Comment 17•5 years ago
|
||
(In reply to [:philipp] from comment #16)
the crash signature curiously started spiking mid-january on release during the 64 cycle, is it worth further looking into that? so far it appears that it's not correlated to particular urls...
I'll redirect that question to Tom who's been working in this area recently.
Comment 18•5 years ago
|
||
Frankly, I don't find any suspicious patch/bug in 64 make the crash increase dramatically.

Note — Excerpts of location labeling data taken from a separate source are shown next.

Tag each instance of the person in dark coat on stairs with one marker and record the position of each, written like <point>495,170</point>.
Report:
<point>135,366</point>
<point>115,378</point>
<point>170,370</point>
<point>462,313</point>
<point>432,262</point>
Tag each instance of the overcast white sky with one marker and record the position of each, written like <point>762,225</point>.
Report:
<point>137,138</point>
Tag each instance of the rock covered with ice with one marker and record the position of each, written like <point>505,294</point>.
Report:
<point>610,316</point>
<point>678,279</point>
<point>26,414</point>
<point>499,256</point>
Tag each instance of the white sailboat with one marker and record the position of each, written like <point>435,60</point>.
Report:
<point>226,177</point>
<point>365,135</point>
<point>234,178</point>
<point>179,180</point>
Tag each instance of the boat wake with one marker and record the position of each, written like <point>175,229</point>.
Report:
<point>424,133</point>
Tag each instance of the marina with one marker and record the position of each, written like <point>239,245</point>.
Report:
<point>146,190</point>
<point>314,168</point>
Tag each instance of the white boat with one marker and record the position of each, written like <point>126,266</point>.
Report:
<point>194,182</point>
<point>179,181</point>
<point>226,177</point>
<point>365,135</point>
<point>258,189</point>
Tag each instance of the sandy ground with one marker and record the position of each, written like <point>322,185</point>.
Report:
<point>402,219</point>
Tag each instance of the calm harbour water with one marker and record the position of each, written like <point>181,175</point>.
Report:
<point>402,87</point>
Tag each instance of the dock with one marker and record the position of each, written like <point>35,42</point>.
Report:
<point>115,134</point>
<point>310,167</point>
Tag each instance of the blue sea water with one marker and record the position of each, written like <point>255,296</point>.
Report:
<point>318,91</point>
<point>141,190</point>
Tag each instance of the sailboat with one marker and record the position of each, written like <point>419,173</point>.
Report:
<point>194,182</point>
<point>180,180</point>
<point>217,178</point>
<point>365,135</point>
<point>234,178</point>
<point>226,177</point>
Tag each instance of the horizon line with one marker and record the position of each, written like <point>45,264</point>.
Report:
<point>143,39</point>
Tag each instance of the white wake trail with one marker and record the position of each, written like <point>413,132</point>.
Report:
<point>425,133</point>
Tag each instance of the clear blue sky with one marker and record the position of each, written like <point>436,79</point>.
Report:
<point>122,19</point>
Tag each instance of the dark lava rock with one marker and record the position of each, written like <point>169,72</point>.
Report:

Keep the ni flag and will look into it deeper.
Comment 19•5 years ago
|
||
i wouldn't expect it to be related to something in 64 in particular, it got released on december 11, whereas this spike happened over a month later.
Reporter | ||
Comment 20•5 years ago
|
||
Here is the further information how we can observe the problem on our project (well, it's the b2g project based on gecko 48).
- We have very low storage space device, and the device consumes storage space constantly (such as writing logs into disk).
- We have a mechanism to aggressively clean up temporary origin space when storage is under 50MB (via b2g disk space watcher not via QuotaManager, since QuotaManager won't actively update device space information, but only when Firefox is initialized).
- The crash happens when we place device in the idle situation. And we suspected that we constantly hit low storage and at the same time we cleanup storage.
- Simply adding nullptr-check guards for both mQuotaObject, mJournalQuotaObject is fine. And we did not see any other crash here after guards been added. At least from our point of view, it's safe to do and we did not see side effects.
We did not spend too much time here to investigate why mQuotaObject, mJournalQuotaObject are nullptr for StorageConnection due to limited manpower.
If you want to investigate further, you must try to make space very low and constantly write data into disk and at the same time try to clean up origin.
Reporter | ||
Comment 21•5 years ago
|
||
(In reply to [:philipp] from comment #19)
i wouldn't expect it to be related to something in 64 in particular, it got released on december 11, whereas this spike happened over a month later.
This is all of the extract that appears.